Regarding the line of duty death of night watchman Bernard McCluskey, office of the City Marshal, Madera, California on September 1, 1919.
Excerpts from the minutes of the Board of Trustees, City of Madera vol.3, page 8, bottom of page, reads as follows:
“It was duly moved by Trustee Belchar, seconded by Trustee Cook, and carried by the board, that from Jan.1st, 1919, there was to be one assistant to the City Marshal, to be known as the night watchman.”
On Saturday, August 30, 1919, shortly after 0100 hours, Madera City night watchman Bernard McCluskey was shot and fatally wounded by Ben F. Obenshain of Fresno. Officer McCluskey had placed Obenshain under arrest for vagrancy and was just outside the front door of the Madera County jail when Obenshain pulled a .32 caliber revolver from his pocket and shot McCluskey in the abdomen. McCluskey died of his wounds on September 1, 1919.
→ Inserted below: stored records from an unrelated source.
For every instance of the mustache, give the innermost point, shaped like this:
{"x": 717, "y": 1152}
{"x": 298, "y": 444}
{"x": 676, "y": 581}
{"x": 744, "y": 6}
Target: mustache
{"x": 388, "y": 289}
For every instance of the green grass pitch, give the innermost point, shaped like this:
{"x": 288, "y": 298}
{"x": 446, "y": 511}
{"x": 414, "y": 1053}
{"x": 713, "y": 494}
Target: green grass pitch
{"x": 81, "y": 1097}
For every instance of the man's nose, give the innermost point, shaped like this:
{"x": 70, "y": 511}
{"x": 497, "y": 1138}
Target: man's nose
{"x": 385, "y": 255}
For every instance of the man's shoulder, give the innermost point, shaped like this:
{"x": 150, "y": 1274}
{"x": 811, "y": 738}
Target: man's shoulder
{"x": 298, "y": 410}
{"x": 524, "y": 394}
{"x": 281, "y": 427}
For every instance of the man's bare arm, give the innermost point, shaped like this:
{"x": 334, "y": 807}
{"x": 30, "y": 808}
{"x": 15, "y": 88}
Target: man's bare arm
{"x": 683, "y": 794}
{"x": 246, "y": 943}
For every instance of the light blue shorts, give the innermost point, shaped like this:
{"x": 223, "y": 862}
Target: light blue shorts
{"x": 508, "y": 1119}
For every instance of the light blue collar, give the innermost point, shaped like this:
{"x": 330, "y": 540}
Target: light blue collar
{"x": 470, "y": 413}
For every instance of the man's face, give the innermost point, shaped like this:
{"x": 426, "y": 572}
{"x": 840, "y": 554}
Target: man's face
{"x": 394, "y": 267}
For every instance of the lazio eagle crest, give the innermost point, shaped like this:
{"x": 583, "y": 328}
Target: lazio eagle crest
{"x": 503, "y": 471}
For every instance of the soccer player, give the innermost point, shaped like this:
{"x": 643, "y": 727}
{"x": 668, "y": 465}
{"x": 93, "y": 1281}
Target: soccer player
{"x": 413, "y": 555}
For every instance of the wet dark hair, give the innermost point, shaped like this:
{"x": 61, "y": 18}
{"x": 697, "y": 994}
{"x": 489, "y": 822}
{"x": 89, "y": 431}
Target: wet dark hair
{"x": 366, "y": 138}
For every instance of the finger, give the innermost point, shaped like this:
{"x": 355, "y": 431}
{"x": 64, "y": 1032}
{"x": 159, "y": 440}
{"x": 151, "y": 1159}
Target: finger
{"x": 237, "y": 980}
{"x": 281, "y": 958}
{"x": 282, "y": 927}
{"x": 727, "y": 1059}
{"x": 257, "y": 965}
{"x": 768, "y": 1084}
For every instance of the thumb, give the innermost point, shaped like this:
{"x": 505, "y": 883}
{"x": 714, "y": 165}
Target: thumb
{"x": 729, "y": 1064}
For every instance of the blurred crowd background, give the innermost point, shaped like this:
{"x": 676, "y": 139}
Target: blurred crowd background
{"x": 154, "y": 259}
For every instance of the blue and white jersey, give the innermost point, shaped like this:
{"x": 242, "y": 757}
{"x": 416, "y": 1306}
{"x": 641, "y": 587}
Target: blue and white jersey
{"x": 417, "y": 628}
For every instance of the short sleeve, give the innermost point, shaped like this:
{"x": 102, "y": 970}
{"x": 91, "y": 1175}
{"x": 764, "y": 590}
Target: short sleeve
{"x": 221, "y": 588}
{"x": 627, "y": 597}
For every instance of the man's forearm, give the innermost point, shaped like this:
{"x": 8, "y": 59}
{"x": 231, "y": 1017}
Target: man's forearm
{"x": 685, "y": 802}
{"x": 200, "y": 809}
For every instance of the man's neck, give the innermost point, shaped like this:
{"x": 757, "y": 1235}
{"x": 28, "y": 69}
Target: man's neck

Night watchman McCluskey’s assailant, Obenshain, was charged with murder and tried in Madera Superior Court before a jury. The jury arrived at a verdict of guilty of murder in the second degree. Obenshain received an indeterminate sentence of ten years to life in the state prison.
Bernard McCluskey was born in Frederington, New Brunswick, Canada, on July 26, 1850. His family moved to Boston when McCluskey was a young boy. Bernard moved to California when he was 19 years of age and lived about the state prior to settling in Madera in 1881. In Madera, McCluskey enjoyed an excellent reputation for the work he did as a blacksmith and as a lawman. McCluskey served the people of Madera, Fresno county from 1891 through 1895 as their constable and then as a deputy constable. (Madera became a county in 1893.) McCluskey was appointed the night watchman of Madera by City Marshal Rea and his appointment was confirmed by Mayor Saunders and the Board of Ttrustees two months prior to his murder.
McCluskey was survived by his wife, son and two stepsons.